# Middlesex Court Security Officer



## Guest (Jun 24, 2007)

The Middlesex County Sheriff's Office is accepting applicants for the position of Courthouse Security Officer. Duties to include foot patrol of inner and outer perimiter of Courthouse. Ensure safety and security of Courthouse visitors,personell, equipment property and records. Other duties may be assigned.

Interested applicants should send resume and letter of interst to:

Middlesex Sheriff's Office
Human resources Director
400 Mystic Ave
Medford, Ma 02155

deadline: July 2 2007


----------



## PBC FL Cop (Oct 22, 2003)

Does the Sheriff of Middlesex County's duties include courthouse security??


----------



## bbelichick (Aug 25, 2002)

PBC FL Cop said:


> Does the Sheriff of Middlesex County's duties include courthouse security??


No.


----------



## FghtNIrsh17 (Nov 8, 2002)

I wondered the same thing. I saw the job posting in todays Lowell Sun newspaper classified section. Also I thought Middlesex Sheriff office was in Billerica????


----------



## Guest (Jun 25, 2007)

I think historically the Sheriff's office provides security in the Cambridge Courthouse that houses the Probate/Family Court and the Registry of Deeds.

The Probate Court is not part of the Trial Court System so I belive that is why they have different security.

I worked at the Probate Court in Cambridge one summer years ago and they had something called Middlesex County Police in the building. I think they morphed into security for the building.

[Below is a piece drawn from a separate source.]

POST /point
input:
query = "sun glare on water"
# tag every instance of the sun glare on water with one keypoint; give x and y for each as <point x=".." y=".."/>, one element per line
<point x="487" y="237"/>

There is a Registry of Deeds in Lowell I don't know who provides security in their building.

The main administrative office for the Sheriff is in Cambridge but due to problems with that building they have begun to moves offices elsewhere. I believe at some point the entire building is going to close so they can remove asbestos.


----------



## New Hire (Jun 18, 2006)

masscopguy said:


> The Probate Court is not part of the Trial Court System so I belive that is why they have different security.


Hmm...that's weird...I've wasn't aware of that. I wonder if it varies from county to county?

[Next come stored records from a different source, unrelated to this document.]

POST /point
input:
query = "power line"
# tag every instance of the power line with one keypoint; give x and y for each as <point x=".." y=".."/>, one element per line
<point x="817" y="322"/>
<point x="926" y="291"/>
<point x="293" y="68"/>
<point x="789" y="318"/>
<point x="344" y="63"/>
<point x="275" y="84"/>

I just spent the last two weeks working in probate court...


----------



## Kilvinsky (Jan 15, 2007)

Middlesex USED to have County Police taking care of the courthouses in Cambridge. If you go in the back door at Cambridge Court, it's Deputys covering. If you go in the front, it's Court Security, though in the past few years they've had Trial Court patches. I believe the security people work directly for the courthouse and not the Commonwealth. I would guess they're a subsidiary of the Sheriff's Office.


----------



## rg1283 (Sep 14, 2005)

Its probably just a detail for the Sheriff's deputies as mentioned above. I don't think your going to find them doing court security any time soon like it is done in other states.


----------



## JLT770 (Jun 7, 2007)

*Middlesex Court Security*

just wondering if I should even apply for the this position, I just graduated but i did worked with the Northampton Probation Dept for an internship, and with the Sherriff who helped me get that internship. I was wondering if the Middlesex sherriff was looking for people with experience in court security or was this a somewhat entry level positon? maybe you could help answer my questions

Thanks


----------



## Guest (Jun 26, 2007)

I think one of the reasons they have Deputies covering the back door of the courthouse is that is where they bring prisioners in for court and for the jail. Although more than once I have seen a security officer at the back door.

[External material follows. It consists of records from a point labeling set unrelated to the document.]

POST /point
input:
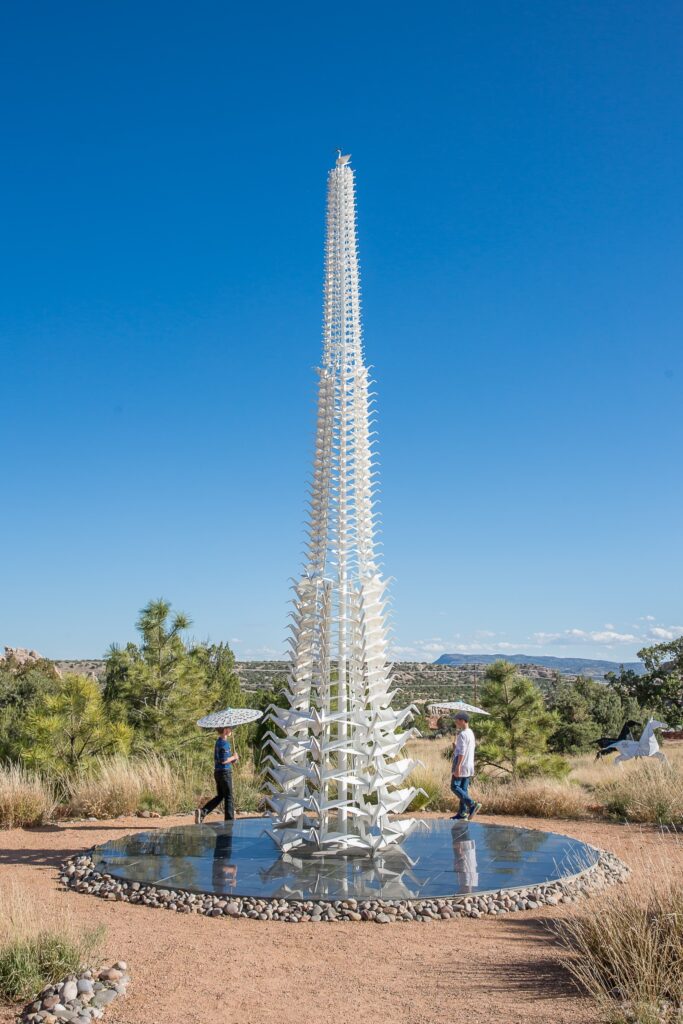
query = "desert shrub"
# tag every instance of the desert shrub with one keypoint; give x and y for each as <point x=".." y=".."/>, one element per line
<point x="539" y="798"/>
<point x="67" y="727"/>
<point x="628" y="951"/>
<point x="33" y="955"/>
<point x="26" y="799"/>
<point x="647" y="792"/>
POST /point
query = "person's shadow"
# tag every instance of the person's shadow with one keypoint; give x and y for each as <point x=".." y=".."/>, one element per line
<point x="223" y="873"/>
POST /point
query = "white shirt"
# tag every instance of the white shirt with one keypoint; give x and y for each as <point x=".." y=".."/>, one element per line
<point x="465" y="744"/>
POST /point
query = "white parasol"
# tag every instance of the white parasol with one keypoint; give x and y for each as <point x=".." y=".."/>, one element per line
<point x="228" y="718"/>
<point x="450" y="706"/>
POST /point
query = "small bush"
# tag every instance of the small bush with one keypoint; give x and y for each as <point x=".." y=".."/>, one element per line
<point x="26" y="799"/>
<point x="628" y="952"/>
<point x="539" y="798"/>
<point x="32" y="955"/>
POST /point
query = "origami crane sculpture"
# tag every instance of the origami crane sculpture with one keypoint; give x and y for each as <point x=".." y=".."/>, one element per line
<point x="336" y="774"/>
<point x="646" y="747"/>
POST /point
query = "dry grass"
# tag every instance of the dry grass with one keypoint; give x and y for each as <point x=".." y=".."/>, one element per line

Most of the security at the district courthouses and at Suffolk Superior are Trial Court employees that they classify as Associate Court Officers.

Although at all the Cambridge Courts including the Probate court they have the traditional Court Officers inside the courtroom


----------



## frehley (Jan 7, 2007)

masscopguy said:


> I think one of the reasons they have Deputies covering the back door of the courthouse is that is where they bring prisioners in for court and for the jail. Although more than once I have seen a security officer at the back door.


Is that while you were being escorted through the backdoor with matching bracelets??


----------



## Guest (Jun 30, 2007)

Ace Freehly, The longtime $11.00 dollar an hour Celadon Security Guard strikes again with another pithy remark. 

Don't you have a back hallway to check for disgarded cigarette butts just about now?


I enter the back way anytime I have a meeting with the Sheriff. We are planning a golf tournament comming up in August. I would send you an invite but I don't think there is a bus from Mattapan to Wayland.


----------